Why is heroin so difficult to quit?

Heroin is a very serious drug, and getting treatment early is incredibly important. Heroin is one of the most difficult drugs to quit using. The body adapts to its presence and develops a strong physical dependence to it, as well as an equally strong psychological grip. Most people begin using to escape other stressful issues in their life. Then, when they try to stop using, those issues remain and often lead to relapse.

Heroin withdrawal symptoms are some of the most severe and uncomfortable of all types of withdrawal, and many users will return to using heroin just to relieve them. Because of the severity of heroin withdrawal symptoms, relapse is very common. Often, when a user relapses, they return to their old dosage for which their body no longer has a tolerance. This can lead to overdose – or even death.

What are the symptoms of heroin withdrawal?

Early heroin withdrawal symptoms include:

  • Agitation and anxiety
  • Restlessness
  • Difficulty sleeping
  • Muscle aches
  • Increased tearing
  • Insomnia
  • Runny nose
  • Excessive sweating
  • Yawning
  • Goose bumps

Later heroin withdrawal symptoms are even more intense and uncomfortable:

    • Abdominal cramping
    • Diarrhea
    • Dilated pupils
    • Nausea and vomiting
    • Abnormal heart rate
    • High blood pressure
    • Seizures

When do heroin withdrawal symptoms begin?

Symptoms typically begin within 12 hours of the last dose, and peak between 48 and 72 hours.

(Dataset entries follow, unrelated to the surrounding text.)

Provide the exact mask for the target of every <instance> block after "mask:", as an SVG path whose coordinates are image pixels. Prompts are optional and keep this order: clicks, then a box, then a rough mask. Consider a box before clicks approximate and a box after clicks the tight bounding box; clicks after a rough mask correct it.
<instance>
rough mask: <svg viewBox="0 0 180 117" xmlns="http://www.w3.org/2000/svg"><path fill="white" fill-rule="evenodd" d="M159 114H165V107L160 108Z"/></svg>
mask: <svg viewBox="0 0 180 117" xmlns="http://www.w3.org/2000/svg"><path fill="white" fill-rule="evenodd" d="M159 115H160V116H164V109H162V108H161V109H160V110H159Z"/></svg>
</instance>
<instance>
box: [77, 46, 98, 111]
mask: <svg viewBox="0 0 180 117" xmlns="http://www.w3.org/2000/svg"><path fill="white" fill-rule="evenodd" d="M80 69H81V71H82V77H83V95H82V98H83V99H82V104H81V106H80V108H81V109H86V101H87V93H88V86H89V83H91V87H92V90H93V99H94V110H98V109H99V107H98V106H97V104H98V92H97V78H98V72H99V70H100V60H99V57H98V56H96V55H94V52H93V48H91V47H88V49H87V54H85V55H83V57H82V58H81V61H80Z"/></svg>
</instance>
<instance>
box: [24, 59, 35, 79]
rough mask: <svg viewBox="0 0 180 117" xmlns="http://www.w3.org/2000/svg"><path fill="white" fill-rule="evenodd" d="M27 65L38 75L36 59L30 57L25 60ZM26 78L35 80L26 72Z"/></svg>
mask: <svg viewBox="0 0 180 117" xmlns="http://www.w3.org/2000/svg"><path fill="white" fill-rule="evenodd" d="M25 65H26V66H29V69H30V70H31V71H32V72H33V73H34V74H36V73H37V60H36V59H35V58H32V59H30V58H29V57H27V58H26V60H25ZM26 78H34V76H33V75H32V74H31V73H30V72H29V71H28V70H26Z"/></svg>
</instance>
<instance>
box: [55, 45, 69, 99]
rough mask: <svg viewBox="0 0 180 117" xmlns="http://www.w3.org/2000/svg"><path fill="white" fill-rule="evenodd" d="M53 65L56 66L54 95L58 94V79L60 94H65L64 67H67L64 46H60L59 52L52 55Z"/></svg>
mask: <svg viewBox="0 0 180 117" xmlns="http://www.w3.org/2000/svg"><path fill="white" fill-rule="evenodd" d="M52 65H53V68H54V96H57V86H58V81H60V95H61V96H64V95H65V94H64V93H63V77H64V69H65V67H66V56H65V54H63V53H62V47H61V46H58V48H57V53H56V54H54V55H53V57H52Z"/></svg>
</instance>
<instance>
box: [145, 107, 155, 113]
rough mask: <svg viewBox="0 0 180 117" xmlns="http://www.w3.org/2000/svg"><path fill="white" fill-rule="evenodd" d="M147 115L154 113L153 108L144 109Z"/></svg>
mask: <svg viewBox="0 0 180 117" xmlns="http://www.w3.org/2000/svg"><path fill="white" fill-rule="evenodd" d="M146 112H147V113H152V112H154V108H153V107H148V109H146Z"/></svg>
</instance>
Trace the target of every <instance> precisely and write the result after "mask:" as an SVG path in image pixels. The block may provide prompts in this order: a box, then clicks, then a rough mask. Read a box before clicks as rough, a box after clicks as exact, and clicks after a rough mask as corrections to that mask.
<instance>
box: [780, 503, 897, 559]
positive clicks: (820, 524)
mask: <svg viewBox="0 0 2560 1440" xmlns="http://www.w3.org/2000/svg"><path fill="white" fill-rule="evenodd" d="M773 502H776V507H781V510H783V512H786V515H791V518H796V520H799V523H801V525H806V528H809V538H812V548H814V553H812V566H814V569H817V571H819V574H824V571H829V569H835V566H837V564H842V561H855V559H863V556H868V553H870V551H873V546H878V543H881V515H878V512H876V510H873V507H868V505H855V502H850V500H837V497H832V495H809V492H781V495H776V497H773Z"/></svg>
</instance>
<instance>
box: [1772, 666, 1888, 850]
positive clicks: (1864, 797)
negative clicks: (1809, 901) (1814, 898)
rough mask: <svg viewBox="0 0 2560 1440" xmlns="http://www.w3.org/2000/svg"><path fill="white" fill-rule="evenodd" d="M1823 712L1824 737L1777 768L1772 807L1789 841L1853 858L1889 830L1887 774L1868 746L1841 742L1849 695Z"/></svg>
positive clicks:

Physical heroin withdrawal symptoms usually subside after about a week.

Heroin withdrawal symptoms usually diminish and can be controlled after about a week of discontinuing use. However, the psychological dependence can remain long afterward. This is why it’s important to seek help through a certified drug addiction treatment program – to assist with both the physiological and psychological aspects of heroin addiction.

What is heroin's impact on the U.S. and North Texas?

The impact of heroin addiction is felt all across the United States and has been identified as one of the most significant drug abuse issues affecting Dallas/Fort Worth and the North Texas region.

  • Heroin was the primary drug of abuse for 13% of clients admitted to treatment in Dallas in 2011.
  • At Enterhealth, a large percent of our clients need treatment for heroin addiction.
  • There were 259 calls to the Texas Poison Center Network involving confirmed exposures to heroin in 2011.
  • The 2011 Youth Risk Behavior Surveillance Survey (YRBS) found that 3.3% of Texas high school students reported having ever used heroin.